Created attachment 134834 [details] Simplified version that does not remember auth error - includes test The new patch is what I think we should include in RC1.
(In reply to comment #17) > Pascal or Susan, if you feel > otherwise please chime in. I don't feel otherwise but felt guilty ignoring the comments. So I am chiming in anyway. This is a tough one. I didn't carefully review the latest patch, just looked at the amount of code and decided the reward has to be high for the amount of code changing. This feels like one of those implementation-driven bugs (we know we are losing detail!) where we need to step back and assess the actual cost of not fixing. Correct me if I'm wrong, but if we do a "Test Connection" (which is a refresh underneath), won't we always get the detailed error? If so, then I think we can live with it as is, because we will always have a way in bug reports and in the field to get the detailed error when we are ready to diagnose it. We also should have the original error in the log.
The subtle change here is that currently we always return a REPOSITORY_NOT_FOUND status on subsequent attempts. We have code in the UI and various other places that treat REPOSITORY_NOT_FOUND differently from other errors. For example we often silently skip NOT_FOUND repositories to behave nicely in offline scenarios, but may abort or surface the error in other cases.
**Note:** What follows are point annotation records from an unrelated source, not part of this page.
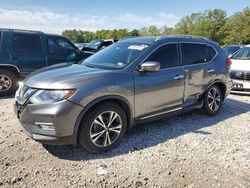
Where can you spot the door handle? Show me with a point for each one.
(179, 77)
(210, 70)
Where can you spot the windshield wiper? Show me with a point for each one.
(91, 66)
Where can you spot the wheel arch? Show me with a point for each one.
(221, 84)
(121, 101)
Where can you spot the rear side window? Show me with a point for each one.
(59, 44)
(166, 55)
(26, 42)
(193, 53)
(210, 52)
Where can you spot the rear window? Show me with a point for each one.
(194, 53)
(23, 42)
Thus our current code has the effect of reporting the true error the first time, but muffling/silencing the error on subsequent access. Maybe our current behaviour is wrong in some of these cases, but it's possible the fix will introduce places where we are suddenly doing excessive error prompting or logging (such as the new authentication prompting in comment #9). For this reason I don't think it's a low risk change, and the benefit doesn't seem great (the user is told the repository is not available, when in fact it is available but malformed, for example).
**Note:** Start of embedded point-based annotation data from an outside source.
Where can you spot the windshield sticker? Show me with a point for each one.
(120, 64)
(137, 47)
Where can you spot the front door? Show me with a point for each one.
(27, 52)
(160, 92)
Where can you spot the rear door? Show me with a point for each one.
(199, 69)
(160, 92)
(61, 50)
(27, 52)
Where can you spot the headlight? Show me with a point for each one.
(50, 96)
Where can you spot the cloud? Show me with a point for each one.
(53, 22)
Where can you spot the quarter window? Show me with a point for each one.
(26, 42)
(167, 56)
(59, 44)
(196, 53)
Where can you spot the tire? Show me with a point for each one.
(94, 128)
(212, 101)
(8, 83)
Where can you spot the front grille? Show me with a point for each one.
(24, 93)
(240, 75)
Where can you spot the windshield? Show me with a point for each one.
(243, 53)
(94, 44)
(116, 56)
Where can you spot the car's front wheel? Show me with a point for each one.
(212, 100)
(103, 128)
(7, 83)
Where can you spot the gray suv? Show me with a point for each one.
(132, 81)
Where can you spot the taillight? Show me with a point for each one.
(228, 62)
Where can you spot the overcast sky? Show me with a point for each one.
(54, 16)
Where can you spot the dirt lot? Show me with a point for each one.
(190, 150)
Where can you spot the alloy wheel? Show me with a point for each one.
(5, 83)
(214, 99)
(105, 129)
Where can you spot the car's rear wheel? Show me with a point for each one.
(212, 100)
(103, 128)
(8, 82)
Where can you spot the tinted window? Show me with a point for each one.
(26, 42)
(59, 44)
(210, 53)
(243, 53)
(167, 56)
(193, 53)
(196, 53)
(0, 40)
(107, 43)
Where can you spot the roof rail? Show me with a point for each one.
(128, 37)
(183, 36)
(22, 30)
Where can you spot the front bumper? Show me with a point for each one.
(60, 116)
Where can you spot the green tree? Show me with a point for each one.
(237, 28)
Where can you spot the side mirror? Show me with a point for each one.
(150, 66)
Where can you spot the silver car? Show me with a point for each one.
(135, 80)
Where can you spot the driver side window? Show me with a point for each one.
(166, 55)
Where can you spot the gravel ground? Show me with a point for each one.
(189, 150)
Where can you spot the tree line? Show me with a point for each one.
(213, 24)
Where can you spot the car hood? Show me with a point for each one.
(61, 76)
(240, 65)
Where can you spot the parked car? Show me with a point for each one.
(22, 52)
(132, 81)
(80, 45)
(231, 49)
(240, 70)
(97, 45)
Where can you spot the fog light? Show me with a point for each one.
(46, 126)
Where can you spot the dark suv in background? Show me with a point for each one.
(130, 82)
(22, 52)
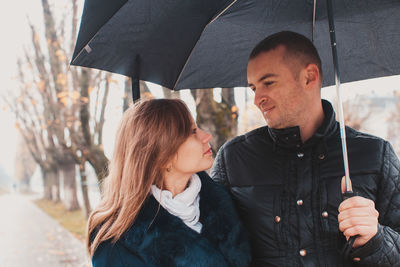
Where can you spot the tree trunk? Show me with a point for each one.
(86, 203)
(219, 119)
(47, 194)
(69, 175)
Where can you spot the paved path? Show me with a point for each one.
(30, 238)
(In reply to comment #20) > For this > reason I don't think it's a low risk change, and the benefit doesn't seem great > (the user is told the repository is not available, when in fact it is available > but malformed, for example). > Then, if the user waits a while, it is malformed again, then not found, etc. Those that use the provisional API will also need to know that they must call refresh before doing a load if they want to make certain they get the real status back, I can agree on the risk that things may happen elsewhere. But surely, isn't there time to address such problems if they were to occur? I guess I place a higher cost on not fixing - I am concerned about the user's perception of overall p2 quality when getting "an error has occurred" type of messages. I find them embarrassing. I would be more comfortable if the returned/remembered status said something else than just "not found" - like "Repository not contacted because of earlier errors. See log, or use Test Connections to find out more". Then it is just an API issue to defer to 3.6.
I don't see this happening in 3.6 - the issues at this level in the transport stack are really more about optimizing throughput - not getting stuck on a slow mirror / bad server because of short outages on a much closer/better server. Spending time on this very small improvement does not seem worth while. (And I have not seen complaints about the bad behaviour that the issue being discussed here can cause). Taking it off 3.6, but keeping it as a reminder to when someone tries to improve downloading throughput.
This bug hasn't had any activity in quite some time. Maybe the problem got resolved, was a duplicate of something else, or became less pressing for some reason - or maybe it's still relevant but just hasn't been looked at yet. If you have further information on the current state of the bug, please add it. The information can be, for example, that the problem still occurs, that you still want the feature, that more information is needed, or that the bug is (for whatever reason) no longer relevant. -- The automated Eclipse Genie.